Человек в костюме, с зонтом и папкой под мышкой вышел из «каморки», что приткнулась к мастерской. За ним выпрыгнули двое — с автоматами. Утробно квакнула сирена — и тотчас стали появляться люди, не только мужчины, но и женщины. Но больше всего, конечно, милиции. Они словно бы и не обращали внимания на двух работяг, ходили, словно по собственной квартире.

— Постановлением суда Судуйского района за номером… от числа… года… вам запрещается трудовая деятельность, на вас накладывается штраф за несанкционированное использование земли, весь урожай и техника берется под арест, — скороговоркой проговорил подошедший «пиджак с папочкой».

— А вы чего прятались? — спросил Сашка, все еще в недоумении от увиденного.

— Эй, куда! — прикрикнул он на того, кто полез в кабину грузовика. «Автоматы!» — бешено пронеслась в голове мысль. — Там бак дырявый, счас замкнешь чего — костей не соберешь!

Спецназовец с хрюканием вылез, держа в каждой руке по «Калашникову».

— Смирнов Александр Сергеевич, вам предъявлено обвинение по пунктам Уголовного Кодекса…

Человек в майорских погонах говорил что-то еще, но Сашка уже не слушал. Перед глазами стояло лицо Наташи, навалившаяся усталость сминала плечи.

— Это не мое, — огрызнулся он. — Знать не знаю…

— Свидетельские показания… — завел песню майор.

Александра замутило, он почувствовал, что еще мгновение, и рухнет в обморок.

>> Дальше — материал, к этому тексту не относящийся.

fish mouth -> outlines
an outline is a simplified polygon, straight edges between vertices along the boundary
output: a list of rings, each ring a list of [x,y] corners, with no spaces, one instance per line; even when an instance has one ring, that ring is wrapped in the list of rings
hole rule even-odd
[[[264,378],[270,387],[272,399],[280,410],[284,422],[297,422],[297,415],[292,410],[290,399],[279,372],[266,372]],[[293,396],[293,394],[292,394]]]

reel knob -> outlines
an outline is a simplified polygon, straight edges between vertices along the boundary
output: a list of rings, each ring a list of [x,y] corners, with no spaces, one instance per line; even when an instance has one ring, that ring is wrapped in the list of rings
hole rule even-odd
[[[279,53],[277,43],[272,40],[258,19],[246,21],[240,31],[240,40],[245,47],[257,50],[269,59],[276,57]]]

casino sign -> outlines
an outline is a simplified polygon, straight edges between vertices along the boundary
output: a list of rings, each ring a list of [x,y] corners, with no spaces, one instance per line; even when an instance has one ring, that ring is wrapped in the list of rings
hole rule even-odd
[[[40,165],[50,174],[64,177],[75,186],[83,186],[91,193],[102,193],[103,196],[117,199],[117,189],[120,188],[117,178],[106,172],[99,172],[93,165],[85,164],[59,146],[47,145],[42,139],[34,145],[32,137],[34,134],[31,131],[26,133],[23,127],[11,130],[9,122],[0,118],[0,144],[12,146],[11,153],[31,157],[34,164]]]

— А вот и понятые пожаловали, — усмехнулся «гражданский», указывая папочкой за спину Саше.

— Что такое? — раздался голос Шпакова.

— Ай, беда-огорчение! — подхватил Наиль.

Поворачиваться не хотелось. Позади друзья, товарищи, хорошие люди, которых он все-таки подвел, которые сейчас не захотят свидельствовать против него. Или захотят? Не захотят — заставят…

— Я — Гаврила. Работаю с вами, — произнес сквозь шум дождя светлый и сильный голос. И тотчас необыкновенная тишина заполнила все вокруг, словно капли перестали барабанить, перестал кашлять генератор, выть сушилка, вмиг стихли разговоры. Сашка почувствовал, как сила и уверенность возвращаются, пальцы стали железными, сжались в кулаки.

— Вы задержаны! — закричал майор. — Стрелять! На поражение! — и закашлялся, словно поперхнулся словами.

Лязгали затворы, люди в хаки странно запрыгали, кто — на корточках, как лягушки, кто — на прямых ногах, будто козлы. Женщины в юбках рванули курицами к милицейским машинам. Правильно, негоже бабам лезть в мужиково дело! Гаврила шел, легко ступая, поглаживая правой рукой болтающийся у бедра автомат с куцым стволом, с толстым магазином.

— Бегите! — заорал вдруг Сашка. — Беги, сволочь! Чего уставился, морда?!

Он оттолкнул «папочку», пошел прямо на здоровенного детину, который с все возрастающим недоумением на лице жал на спусковой крючок маленького в его руках автомата.

— Один на один! А? Гад… паскуда… урод поганый… падла… — говорил врастяжку Сашка, сгребая с земли арматурину. И тотчас в груди словно лопнул пузырь, отдавшись в легкие, в глаза, в уши, в руки, в мозг. Сашка уже не кричал, берег дыхание, все предметы вокруг стали необыкновенно четкими, ноги сами собой согнулись, и со всего маху, сверху вниз — по незащищенным ногам, по сухой кости. Раздался треск — Гаврила стрелял одиночными, быстро, по одной пуле — на каждого.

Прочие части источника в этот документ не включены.